I know I am hugely lucky - I have a wonderful healthy daughter and a supportive husband and family and friends close by so to give in to any of these feelings seems self indulgent. But I don't feel I have my equilibrium back. Perhaps this is because I haven;t had a full night of sleep since my bladder seemed to give up the day I fell pregnant, so I was tired for 9 months before having the baby and now have normal baby tiredness because she doesn't yet sleep through (though she often will just wake once so I have it good).
I have a doctor's appt this week to discuss something else and don't know whether to bring this up - is it just middle class self indulgence or might I be depressed? I had a horrendous year about 5 years ago where I think I was depressed but I didn't ever seek help for it and I swore to myself I wouldn't go through it again and would seek help. But I don't want to be labelled crazy. After about a year through exercise, eating healthily and just things changing and life moving on, things got better. But if I want more children (I do) then I can't see how I will ever be less tired or get my balance back again. Also I really don't want to be put on anti depressants.
Any thoughts, help or advice much appreciated.
If you haven't already seen your GP then yes, absolutely DO bring it up. Nobody is going to label you as crazy. A massive percentage of the population suffer from depression of varying sorts at some point in their lives.
I don't know if anyone has suggested it but it might be worth contacting the hospital to see if a midwife can go through your labour and birth notes with you - it must have been terrifying at the time not knowing if your daughter was okay and perhaps talking through what happened might help you lay that ghost to rest at least a little.
Your GP should be able to refer you to a counsellor rather than just handing over pills. I would strongly recommend it if they do - you should not suffer in silence. Other things that might help are yoga/pilates classes - very calming, good for pelvic floor (bonus!) and as you've found before, exercise and healthy eating can really make a difference when you are feeling low.
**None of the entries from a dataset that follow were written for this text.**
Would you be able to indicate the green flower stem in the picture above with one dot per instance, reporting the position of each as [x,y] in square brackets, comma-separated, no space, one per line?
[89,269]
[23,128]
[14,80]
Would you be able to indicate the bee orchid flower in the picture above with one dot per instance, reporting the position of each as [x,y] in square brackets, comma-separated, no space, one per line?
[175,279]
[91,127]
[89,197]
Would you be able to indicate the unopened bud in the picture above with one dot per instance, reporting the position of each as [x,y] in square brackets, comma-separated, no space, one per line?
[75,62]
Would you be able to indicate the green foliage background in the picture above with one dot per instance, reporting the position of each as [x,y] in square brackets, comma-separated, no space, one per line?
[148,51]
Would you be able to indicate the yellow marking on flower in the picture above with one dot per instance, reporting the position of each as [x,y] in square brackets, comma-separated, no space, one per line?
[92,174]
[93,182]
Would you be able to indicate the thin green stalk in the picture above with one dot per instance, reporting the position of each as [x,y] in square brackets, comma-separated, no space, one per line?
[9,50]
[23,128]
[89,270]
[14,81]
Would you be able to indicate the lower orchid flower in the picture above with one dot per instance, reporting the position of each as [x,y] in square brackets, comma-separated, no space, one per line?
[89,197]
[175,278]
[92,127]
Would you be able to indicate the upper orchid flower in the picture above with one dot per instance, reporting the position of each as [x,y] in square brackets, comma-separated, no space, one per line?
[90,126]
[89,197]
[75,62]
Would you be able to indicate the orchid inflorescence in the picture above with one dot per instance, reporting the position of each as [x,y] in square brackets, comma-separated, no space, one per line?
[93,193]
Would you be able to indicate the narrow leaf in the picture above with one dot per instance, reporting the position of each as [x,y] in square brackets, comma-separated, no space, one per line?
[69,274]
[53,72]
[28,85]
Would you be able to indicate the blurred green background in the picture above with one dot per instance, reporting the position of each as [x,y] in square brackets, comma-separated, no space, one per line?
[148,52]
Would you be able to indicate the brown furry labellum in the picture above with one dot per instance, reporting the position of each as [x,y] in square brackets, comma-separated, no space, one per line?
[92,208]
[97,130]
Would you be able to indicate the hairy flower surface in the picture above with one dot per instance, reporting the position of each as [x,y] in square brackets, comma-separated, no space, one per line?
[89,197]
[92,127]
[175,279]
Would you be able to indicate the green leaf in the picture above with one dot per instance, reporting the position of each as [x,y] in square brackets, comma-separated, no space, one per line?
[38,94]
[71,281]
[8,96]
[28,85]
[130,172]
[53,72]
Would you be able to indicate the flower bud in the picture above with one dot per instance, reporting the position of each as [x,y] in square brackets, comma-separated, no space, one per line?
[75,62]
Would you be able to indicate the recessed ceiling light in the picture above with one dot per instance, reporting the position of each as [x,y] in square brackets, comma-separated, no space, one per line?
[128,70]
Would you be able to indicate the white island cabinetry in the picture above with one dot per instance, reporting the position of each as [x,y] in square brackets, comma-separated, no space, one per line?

Knowing you are lucky doesn't make your feelings any less valid. Good luck with getting this sorted - you've managed it once and you can do it again!
Yes bring it up with your GP (hopefully you already have?) Flashbacks are a sign of Post traumatic stress, which considering your awful labour sounds quite possible. IME questioning the universe is also a symptom! The fact that you can keep these thoughts under control but they 'escape' when you are feeling low also seems familiar.
I found going through my notes with a midwife a great help to process it. Ring the labour ward and ask if its possible, don't worry that it was months ago, the mw told me they do them for labours years and years back.
You don't have to go on drugs, they can't make you unless you are sectioned. There may be specialist help for new mothers in your area, if not get put on the waiting list for counselling.
Can family or friends play with her for an hour or two so you can sleep? I get a lie in every day dh is off work and it does help.